Two years in a row, Mike Morris and his team at the consulting firm Porter Keadle Moore dinged a client bank for what the firm saw as a potential security threat by allowing access to personal email accounts while using company equipment.
Then about a month ago, on a Friday afternoon, Morris, a partner and cybersecurity expert at PKM, got a call. The bank they had written up two straight years for the same potential security lapse had, in fact, been breached by someone using personal email on company equipment, exactly what they had identified as the possible threat.
Such cybersecurity threats are among the most serious for any institution for a multitude of reasons, from fiduciary responsibilities to reputation and beyond. Cybersecurity will be a common topic at the Bank Director’s 2018 Bank Audit & Risk Committees Conference, held June 12-13 in Chicago.
Morris has multiple stories about hacks and phishing scams that have in some way compromised personal data or a customer’s own money.
Another recent case: A customer fell victim to a phishing scam, and the source in China managed to wire $150,000 through another bank before they “got lazy” and tried to draw another $150,000 directly from the customer’s bank. The second transaction, thankfully, was caught by the bank’s compliance team in review.

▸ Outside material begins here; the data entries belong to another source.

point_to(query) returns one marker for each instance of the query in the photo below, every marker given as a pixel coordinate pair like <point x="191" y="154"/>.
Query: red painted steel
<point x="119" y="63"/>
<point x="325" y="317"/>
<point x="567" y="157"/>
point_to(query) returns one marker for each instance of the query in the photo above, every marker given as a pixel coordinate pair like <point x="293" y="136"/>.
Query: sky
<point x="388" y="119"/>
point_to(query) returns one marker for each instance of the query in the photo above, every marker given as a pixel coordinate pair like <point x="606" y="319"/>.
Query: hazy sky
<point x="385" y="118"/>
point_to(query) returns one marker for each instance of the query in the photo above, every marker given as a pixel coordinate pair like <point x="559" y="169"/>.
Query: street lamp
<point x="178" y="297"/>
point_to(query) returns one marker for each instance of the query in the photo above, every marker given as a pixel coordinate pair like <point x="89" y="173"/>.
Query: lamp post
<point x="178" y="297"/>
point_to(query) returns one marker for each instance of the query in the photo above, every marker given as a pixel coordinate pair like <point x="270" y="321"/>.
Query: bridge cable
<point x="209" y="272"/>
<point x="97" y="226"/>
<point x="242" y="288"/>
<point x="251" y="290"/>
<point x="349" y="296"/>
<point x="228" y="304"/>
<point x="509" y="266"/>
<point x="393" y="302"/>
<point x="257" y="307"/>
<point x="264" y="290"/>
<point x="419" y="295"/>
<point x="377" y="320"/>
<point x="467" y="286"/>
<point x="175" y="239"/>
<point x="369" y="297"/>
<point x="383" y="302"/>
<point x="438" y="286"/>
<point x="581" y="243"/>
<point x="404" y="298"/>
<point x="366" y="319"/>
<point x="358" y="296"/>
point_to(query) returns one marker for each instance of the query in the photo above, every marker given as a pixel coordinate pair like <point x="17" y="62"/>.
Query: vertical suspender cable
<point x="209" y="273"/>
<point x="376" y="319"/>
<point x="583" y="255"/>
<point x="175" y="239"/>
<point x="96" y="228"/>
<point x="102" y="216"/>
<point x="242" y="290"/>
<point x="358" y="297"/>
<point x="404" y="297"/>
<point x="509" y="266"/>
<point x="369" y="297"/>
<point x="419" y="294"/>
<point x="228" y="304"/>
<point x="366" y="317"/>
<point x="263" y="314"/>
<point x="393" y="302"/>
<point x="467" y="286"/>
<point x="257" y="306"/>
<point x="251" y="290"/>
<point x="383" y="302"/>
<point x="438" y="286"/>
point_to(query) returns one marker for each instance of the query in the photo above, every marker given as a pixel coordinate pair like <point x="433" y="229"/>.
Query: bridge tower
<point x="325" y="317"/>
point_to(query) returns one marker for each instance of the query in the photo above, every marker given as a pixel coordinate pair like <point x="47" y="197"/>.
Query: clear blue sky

“That’s happening on a regular basis, and it’s not a new trend, but yeah, it’s happening all the time,” Morris says.
Some of the financial services industry’s most experienced experts paint a dark picture about how prepared—or not—banks generally are for cyberattacks, or perhaps more generally, just threats to customer information that could ultimately pose a risk to the bank.
It’s not a new challenge for the industry. Banks have had training along with regulator attention and oversight for at least a decade on this topic, but with an increasingly vast digital footprint, troves of data and relationships outside the walls of the bank with vendors, the potential threats grow in parity.
“Firms that successfully introduce cutting-edge technologies need to infuse cybersecurity risk management practices throughout the entire development life cycle to identify and mitigate new risks as they emerge,” said Bob Sydow, a principal at Ernst & Young, in testifying before the Senate Banking Committee in late May. “This shift in mindset from thinking about cybersecurity as a cost of doing business to seeing it as a growth enabler is not easy, but it is the only viable path forward.”
The data about cyber threats—not to mention what seems like weekly headlines about data breaches—doesn’t help dissuade any worry that bank leaders or risk officers might have. The 2017-18 Global Information Security Survey by Ernst & Young found nearly 90 percent of some 1,200 bankers around the world said their cybersecurity function doesn’t fully meet their organization’s need. More than a third said their data protection policies were ad hoc or nonexistent, Sydow told senators, just weeks after Facebook CEO Mark Zuckerberg was on Capitol Hill testifying about Cambridge Analytica’s use of the social network’s user data.
“As banks and other financial services firms define their digital strategies, their operations are becoming ever more integrated into an evolving and, at times, poorly understood cyber ecosystem,” Sydow said.
That integration Sydow talked about is an area where there’s considerable risk, Morris says, that should be reviewed and understood by audit committees, risk committees, boards and other bank leaders. Financial institutions are working with an increasing number of third-party vendors for specific services or products, some of which require that vendor to access the data of the bank’s customers. That itself presents a risk, and boards should be especially careful when negotiating contracts that in early draft stages tend to favor the interests of the vendor but are often revised through the negotiation process.
Morris says it should be a top priority for banks to have a right-to-audit clause or confidentiality clause in those agreements, which gives the bank some authority to ensure the data to which they are allowing access is treated properly and kept secure. Boards should also take the opportunity to update or revise long-standing contractual agreements, like those with core system providers, when they come up for renewal.
Many institutions have lengthy contracts with their core technology providers, and with data security a preeminent concern, those renewals should be taken seriously.
“You have that moment of power when you haven’t signed an updated agreement that you can get some of these clauses put in there,” Morris says.